For the first time in Olympic design, the internal mechanism that ignites the flame is made visible. A longitudinal opening runs along the body of the torch, allowing the burner and the moment of ignition to be observed in real time. Developed with Cavagna Group, the burner is powered by bio-LPG produced from 100% renewable feedstocks, including used cooking oils and agro-industrial residues, at Eni’s Enilive biorefinery in Sicily. It produces a stable, warm yellow flame, chosen for visibility in daylight and broadcast conditions, and recalls the original fire lit in Olympia, Greece.
The torch uses advanced materials to support the flame through changing environments. The main body is finished with a PVD coating, a high-performance, heat-resistant, and durable film engineered for repeated ignition cycles and winter conditions. Two versions were created, one for the Olympic Winter Games and one for the Paralympic Winter Games. Both share the same reflective, iridescent finish but differ in color: blue-green hues for the Olympic torch and bronze tones for the Paralympic torch. Despite their distinct tones, the surfaces act as mirrors, continuously reflecting the surrounding environment. In low-light conditions, the body becomes almost invisible, and the flame appears to float in mid-air.

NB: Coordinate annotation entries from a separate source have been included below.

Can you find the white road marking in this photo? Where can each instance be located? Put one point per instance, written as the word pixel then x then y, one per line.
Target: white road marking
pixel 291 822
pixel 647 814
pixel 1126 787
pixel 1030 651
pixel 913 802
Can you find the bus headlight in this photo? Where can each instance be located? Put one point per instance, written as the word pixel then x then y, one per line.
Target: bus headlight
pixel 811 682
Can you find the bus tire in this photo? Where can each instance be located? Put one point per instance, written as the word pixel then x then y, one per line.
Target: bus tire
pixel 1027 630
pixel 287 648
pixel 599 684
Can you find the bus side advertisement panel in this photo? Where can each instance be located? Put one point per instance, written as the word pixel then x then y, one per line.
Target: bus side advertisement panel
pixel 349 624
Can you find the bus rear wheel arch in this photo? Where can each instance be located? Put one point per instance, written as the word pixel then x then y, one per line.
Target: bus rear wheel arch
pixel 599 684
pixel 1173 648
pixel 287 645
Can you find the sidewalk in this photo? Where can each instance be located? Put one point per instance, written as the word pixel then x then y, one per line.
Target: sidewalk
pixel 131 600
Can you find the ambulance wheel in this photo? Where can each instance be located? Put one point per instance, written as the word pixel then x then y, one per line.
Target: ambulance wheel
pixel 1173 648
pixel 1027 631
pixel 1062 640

The structure is primarily made from recycled aluminium and brass and weighs approximately 1,060 grams (with the gas canister empty). Each torch is designed for reuse: the burner can be refilled up to ten times, reducing the total number of torches produced to just 1,500.
“The biggest challenge was designing not just an object, but a phenomenon,” added Ratti. “Fire changes with motion, wind, altitude, and temperature. We had to start from that instability and work backwards, designing from the inside out around something alive, while ensuring it performs flawlessly when the world is watching.”
The torch resonates with a tradition of clarity and restrained design. “It is impossible not to think of Sori Yanagi’s torch for the 1964 Tokyo Games,” commented Ratti. “That same spirit guided our work: to subtract, simplify, and let the flame speak.” Unlike many of its predecessors, this torch invites us to look through it, toward the flame, and the shared ritual it represents. “The most powerful symbols are the ones that know when to step back,” concluded Ratti.